Resumo: Este estudo consiste em analisar a questão da escravidão no Brasil nos sécs.XIX ao XX com base nos contos machadianos “O Caso da Vara” e “Pai Contra Mãe”. O estudo contará com apontamentos da delinquência e das frequentes fugas dos escravos descritos nesses respectivos contos, fazendo uma correlação com as leis penais vigentes àquela época. Propõe um novo olhar sobre o tratamento desumano sofrido pelos escravos, correlacionando-o com a teoria do Direito penal do inimigo idealizada por Günther Jakobs.

Palavras-chave: Machado de Assis, haitianismo, escravidão, inimigo


1. INTRODUÇÃO

O presente estudo propõe basicamente analisar os contos machadianos: “O Caso da Vara” e “Pai Contra Mãe”, dentro do contexto da escravidão que assolava o Brasil em meados do séc. XIX e início do séc.XX, dando ênfase à questão da delinquência e das frequentes fugas dos escravos.

Dentro do contexto da escravidão, pretende demonstrar as penas as quais os  escravos estavam sujeitos com fundamentação no ordenamento jurídico vigente a época, expondo as verdadeiras razões pelas quais os escravos eram tidos como inimigos do sistema social e penal instituído.

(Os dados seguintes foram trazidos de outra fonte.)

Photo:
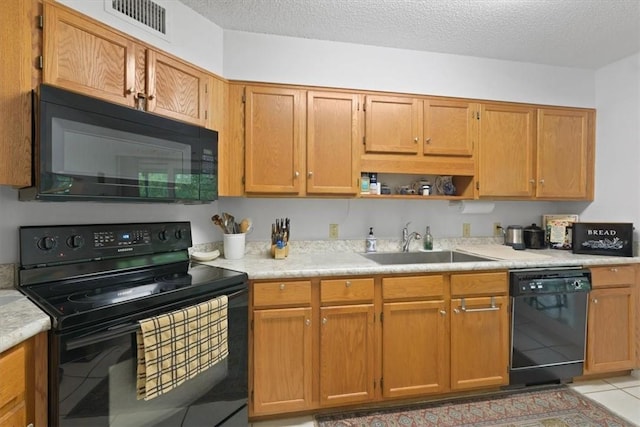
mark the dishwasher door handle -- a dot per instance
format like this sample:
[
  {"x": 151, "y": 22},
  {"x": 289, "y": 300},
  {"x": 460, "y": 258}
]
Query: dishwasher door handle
[{"x": 493, "y": 307}]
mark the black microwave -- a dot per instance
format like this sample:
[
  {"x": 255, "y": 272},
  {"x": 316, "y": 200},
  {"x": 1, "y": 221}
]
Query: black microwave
[{"x": 86, "y": 149}]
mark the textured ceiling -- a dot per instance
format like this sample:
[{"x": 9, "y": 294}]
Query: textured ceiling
[{"x": 573, "y": 33}]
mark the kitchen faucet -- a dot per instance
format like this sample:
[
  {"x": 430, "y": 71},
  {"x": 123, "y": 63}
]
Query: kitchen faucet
[{"x": 406, "y": 237}]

Para o desenvolvimento deste raciocínio, empregou-se de um método indutivo, correlacionando a teoria do Direito Penal do Inimigo, idealizada por Gunther Jakobs desde 1985, cuja essência traz a figura de um “inimigo” como alguém que não se admite ingressar no Estado, não podendo ter o tratamento destinado ao cidadão, nem beneficiar-se dos conceitos de pessoa, com o tratamento desumano sofrido pelos escravos e justificados em leis cruéis, afastando-os da condição de pessoa humana.

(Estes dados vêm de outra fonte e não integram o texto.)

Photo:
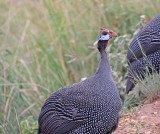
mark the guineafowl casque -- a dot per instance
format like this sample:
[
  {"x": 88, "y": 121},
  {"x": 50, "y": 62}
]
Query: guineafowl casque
[
  {"x": 89, "y": 107},
  {"x": 144, "y": 53}
]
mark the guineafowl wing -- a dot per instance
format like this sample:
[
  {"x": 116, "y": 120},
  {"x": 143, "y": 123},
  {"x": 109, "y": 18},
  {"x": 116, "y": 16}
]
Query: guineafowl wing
[
  {"x": 145, "y": 43},
  {"x": 59, "y": 117}
]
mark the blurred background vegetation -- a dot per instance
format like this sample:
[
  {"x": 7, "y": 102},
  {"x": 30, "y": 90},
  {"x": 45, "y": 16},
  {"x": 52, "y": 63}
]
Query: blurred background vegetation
[{"x": 48, "y": 44}]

2.A ESCRAVIDÃO NOS CONTOS “O CASO DA VARA” E “PAI CONTRA MÃE”

O Caso da Vara é um dos contos mais famosos do escritor Machado de Assis[1] publicado no jornal Gazeta de Notícias em 1891 e reeditado em 1899 no livro Páginas Recolhidas.

Narrado em terceira pessoa, Machado faz uso de sua típica ironia para evidenciar severas críticas à sociedade da época e da sordidez da escravidão e suas mazelas morais. O conto foi publicado pela primeira vez no ano de 1891 em momento de grande relevância histórica do período imperial brasileiro, ou seja, três anos após a abolição da escravatura no Brasil, e vivenciado pelo célebre escritor.

 No conto “O Caso da Vara”, Machado narra a história de Damião que foge de um seminário e temendo voltar para casa e enfrentar as iras do pai que o devolveria ao seminário, busca refúgio na casa de Sinhá Rita a qual promete ajudá-lo. Ela possui algumas escravas, destacando-se no enredo, Lucrécia, que, maltratada por sua senhora, consegue as atenções de um seminarista sem vocação, que, em pensamento, desejava apadrinhá-la Porém, no momento mais decisivo do enredo quando a Sinhá Rita se preparava para maltratar a escrava Lucrécia, ela pede a Damião que lhe entregasse a vara, e, na dúvida em salvar a escrava, qual implorava-lhe  por tudo de mais sagrado que não o fizesse, ele entrega a vara à Sinhá Rita.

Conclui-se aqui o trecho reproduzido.